たとえば、現在、生活保護を受給しており、経済的に余裕がないご家庭の場合、認可保育園の保育料の負担額は、毎月0円となる可能性があります。一方、夫婦共働きなどで、世帯収入が多いご家庭の場合、保育料は最高で、毎月7万円〜8万円程度となっています。

認可保育園の保育料は、住んでいる地域によって異なっているので、詳しくは、自分の市区町村の保育料をチェックしてみてくださいね。

どうしたら保育料が下がるの?

では、保育料を下げるために、私たちが工夫できることはあるのでしょうか。保育料を下げるためには、「住民税を安くする=所得を少なくする」必要があります。

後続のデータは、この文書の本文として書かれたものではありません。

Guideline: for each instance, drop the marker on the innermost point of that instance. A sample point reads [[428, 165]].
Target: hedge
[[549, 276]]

賢く所得を少なくするためにポイントとなるのが、「所得控除」です。所得控除とは、所得税を計算するときに、各納税者の個人的事情を加味するために定められている制度で、所得の金額から所得控除の金額を差し引くことで、納めるべき税金が安くなるというものです。

所得控除を上手に活用し、所得金額および住民税を下げることができれば、保育料を節約することができる可能性がありますよ。

確認したい所得控除とは?

では、みなさんの生活において、特に保育料の計算に関わってくる所得控除について、確認していきましょう。

生命保険料控除

まずは、生命保険料控除です。これは、生命保険料、介護医療保険料、個人年金保険料に加入している方の場合、一定の条件のもと、支払った保険料を所得から控除することができます。

医療費控除

病院での診察費用や調剤薬局での薬代など医療費を支払った場合において、その支払った医療費が一定額を超えるときは、所得控除を受けることができます。

小規模企業共済

これは、小規模企業の経営者や役員の方が、廃業や退職時の生活資金などのために、お金を積み立てるもので、掛金を全額所得控除することが可能です。フリーランスで仕事をしている方も、加入することができます。

国民年金基金

国民年金基金は、自営業者など国民年金の第1号被保険者の方々が加入することができる年金です。掛金は、全額が所得控除の対象となります。

個人型確定拠出年金(iDeCo)

最後にご紹介する所得控除が受けられる制度は、個人型確定拠出年金iDeCoです。iDeCoとは、公的年金にプラスして加入することができる、私的年金制度の1つです。

iDeCoにおいて、自分で掛金を拠出しそのお金を運用することで、将来は老後資金などに充てることができる給付を受け取ることができます。拠出限度額は、自営業の方は毎月6万8,000円まで、専業主婦の方は毎月2万3,000円までとなっています。そして、この加入者が拠出した掛金額は、全額所得控除とすることができますよ。

iDeCoは、他の所得控除と比べて、所得控除の金額が比較的大きいという特徴があります。控除金額によっては、住民税の金額も下げることができるので、毎月支払うべき保育料の金額も抑えることできるかもしれません。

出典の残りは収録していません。